VICTORIA DUVAL: A delightful Haitian-American 17-year-old with a big, and growing, game, Duval shocked everyone when she defeated the 2011 US Open champion Sam Stosur in the opening round. "Vicky," playing in just her second US Open, made waves with her performance, personality and intriguing family back story -- enough to land her a guest spot on "The Tonight Show" during the second week of the Open.
RICHARD GASQUET: One of the most naturally talented shotmakers on tour, the Frenchman shook off a history of collapses in early rounds and late sets to emerge the stronger player, and victor, in two consecutive five-set battles, including one over the warrior David Ferrer in the quarters. A newly fit Gasquet displayed heart and fight in reaching his second career Grand Slam semifinal, a full six years after his first at Wimbledon.
ALISON RISKE: Unseeded and toting a childhood memento, a frayed fragment of a security blanket, for good luck, the 23-year-old from Pittsburgh shocked former Wimbledon champion Petra Kvitova in the third round. The wild card affectionately known as Ally then strode into Arthur Ashe Stadium and gave Daniela Hantuchova, the eventual quarterfinalist, everything she could handle. Riske's bubbly personality and budding game won lots of admirers around the grounds. As no doubt did these comments after her loss: "I loved, gosh, absolutely everything. I think getting a match on Ashe under my belt was huge. I won't forget when I was playing the match, during a tribute to our soldiers, I'm sitting on the bench crying. I'm supposed to be playing and be serious right now, but I'm like crying because they're congratulating our awesome soldiers. I just think America is a pretty awesome place."
FLAVIA PENNETTA: It's tough to get labeled a breakthrough player at age 31, but when you've been through the wringer -- injuries compounded by personal and professional setbacks -- and come storming back, it's a beautiful thing. And it couldn't happen to a nicer woman. The resurgent Italian came into the Open with a ranking of 83 and promptly riddled off a series of upsets -- without losing a set -- over high seeds and hot players, including Top 10 countrywomen Sara Errani and Roberta Vinci, former US Open champ Svetlana Kuznetsova and streaking Simona Halep, everyone's pre-tournament darkhorse to go deep at the Open.

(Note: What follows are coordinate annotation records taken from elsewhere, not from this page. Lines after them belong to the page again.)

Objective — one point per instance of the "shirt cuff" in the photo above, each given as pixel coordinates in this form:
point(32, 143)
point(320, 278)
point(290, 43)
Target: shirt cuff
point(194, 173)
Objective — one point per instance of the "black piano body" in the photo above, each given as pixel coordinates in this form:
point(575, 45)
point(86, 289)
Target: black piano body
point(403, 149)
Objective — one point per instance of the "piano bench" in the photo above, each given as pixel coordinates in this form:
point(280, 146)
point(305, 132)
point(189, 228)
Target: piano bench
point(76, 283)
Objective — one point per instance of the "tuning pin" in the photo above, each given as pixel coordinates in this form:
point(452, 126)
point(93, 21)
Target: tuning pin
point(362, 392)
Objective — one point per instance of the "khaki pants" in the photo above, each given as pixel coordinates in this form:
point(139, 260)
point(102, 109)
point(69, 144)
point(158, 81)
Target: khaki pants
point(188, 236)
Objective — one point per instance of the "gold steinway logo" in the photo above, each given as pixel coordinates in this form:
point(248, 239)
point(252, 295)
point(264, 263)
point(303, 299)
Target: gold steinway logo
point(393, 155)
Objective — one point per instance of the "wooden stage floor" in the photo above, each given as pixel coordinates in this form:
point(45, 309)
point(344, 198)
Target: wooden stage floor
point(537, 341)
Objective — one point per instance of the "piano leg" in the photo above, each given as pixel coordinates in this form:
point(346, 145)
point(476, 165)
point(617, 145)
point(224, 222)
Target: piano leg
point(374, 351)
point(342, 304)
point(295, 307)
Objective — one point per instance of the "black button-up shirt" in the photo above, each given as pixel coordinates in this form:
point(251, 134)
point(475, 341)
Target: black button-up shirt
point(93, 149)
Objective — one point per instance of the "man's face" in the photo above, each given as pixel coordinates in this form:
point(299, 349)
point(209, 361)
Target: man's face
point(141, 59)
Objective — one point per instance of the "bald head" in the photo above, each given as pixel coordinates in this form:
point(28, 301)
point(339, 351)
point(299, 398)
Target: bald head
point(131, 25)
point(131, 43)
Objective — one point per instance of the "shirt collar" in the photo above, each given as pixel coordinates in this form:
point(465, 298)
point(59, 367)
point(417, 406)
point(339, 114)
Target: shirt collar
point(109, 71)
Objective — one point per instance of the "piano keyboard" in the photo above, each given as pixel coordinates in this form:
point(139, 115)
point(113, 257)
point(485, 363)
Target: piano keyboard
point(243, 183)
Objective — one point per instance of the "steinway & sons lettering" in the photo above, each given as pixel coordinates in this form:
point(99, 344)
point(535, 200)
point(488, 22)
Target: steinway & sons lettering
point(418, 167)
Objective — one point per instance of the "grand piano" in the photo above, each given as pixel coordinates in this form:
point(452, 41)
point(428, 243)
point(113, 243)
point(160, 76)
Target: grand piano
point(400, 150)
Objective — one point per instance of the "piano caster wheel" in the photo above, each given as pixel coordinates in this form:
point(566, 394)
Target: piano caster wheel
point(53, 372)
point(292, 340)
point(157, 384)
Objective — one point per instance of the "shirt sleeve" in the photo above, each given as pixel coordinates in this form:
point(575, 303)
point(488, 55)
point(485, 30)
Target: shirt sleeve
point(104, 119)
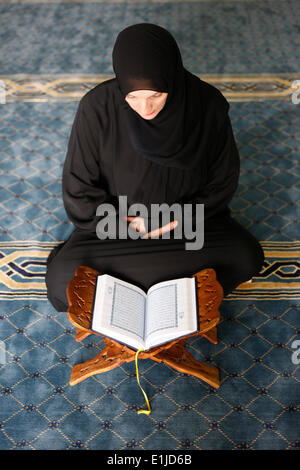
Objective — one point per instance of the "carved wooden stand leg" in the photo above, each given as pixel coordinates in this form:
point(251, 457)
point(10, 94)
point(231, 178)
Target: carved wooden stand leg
point(177, 357)
point(180, 359)
point(112, 356)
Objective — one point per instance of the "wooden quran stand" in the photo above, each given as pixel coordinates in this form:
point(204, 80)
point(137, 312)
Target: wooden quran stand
point(81, 291)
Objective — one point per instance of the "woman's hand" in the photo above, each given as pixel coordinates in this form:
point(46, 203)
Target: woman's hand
point(138, 224)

Behold the new darkhorse.
TOMMY ROBREDO: The 31-year-old Spanish baseliner is another veteran on the mend, climbing injury mountain back up to a Top 20 seed. Though he carried a 0-10 career head-to-head into his fourth-round match with five-time champion Roger Federer, Robredo played stellar, confident and clear-headed tennis to pull off the upset and derail an anticipated quarterfinal between Federer and Rafael Nadal.
CAMILIA GIORGI: Small in stature and outfitted by her mom like a graceful figure skater, "Giorgi girl" nonetheless bounded onto the sport's biggest stage and throttled the former world No. 1 Caroline Wozniacki. The qualifier, ranked No. 136 coming in, played with aggression and surprising power, following a simple strategy: "When the ball comes, just hit it in the corners."
STANISLAS WAWRINKA: If Roger Federer is the Swiss who's sputtering, Wawrinka is the one who's clicking. The ninth seed reached his first career Slam semifinal with a flawless upset of Wimbledon and reigning US Open champ Andy Murray, a chaser for his round-of-16 takedown of fifth seed Tomas Berdych. Wawrinka attributes his breakthrough to newfound maturity gained from becoming a dad.
DANIEL EVANS: Virtually unknown on this side of the pond, the 23-year-old British qualifier Evans (ranked No. 179) parlayed a practice session with Roger Federer into a surprising run as a giant killer. Evans beat 11th seed Kei Nishikori out of the gate in straight sets, then followed it up with a five-setter over tall and talented Bernard Tomic. Evans even gave Tommy Robredo, who in the next round would vanquish Roger Federer, a good run before bowing out in the third round.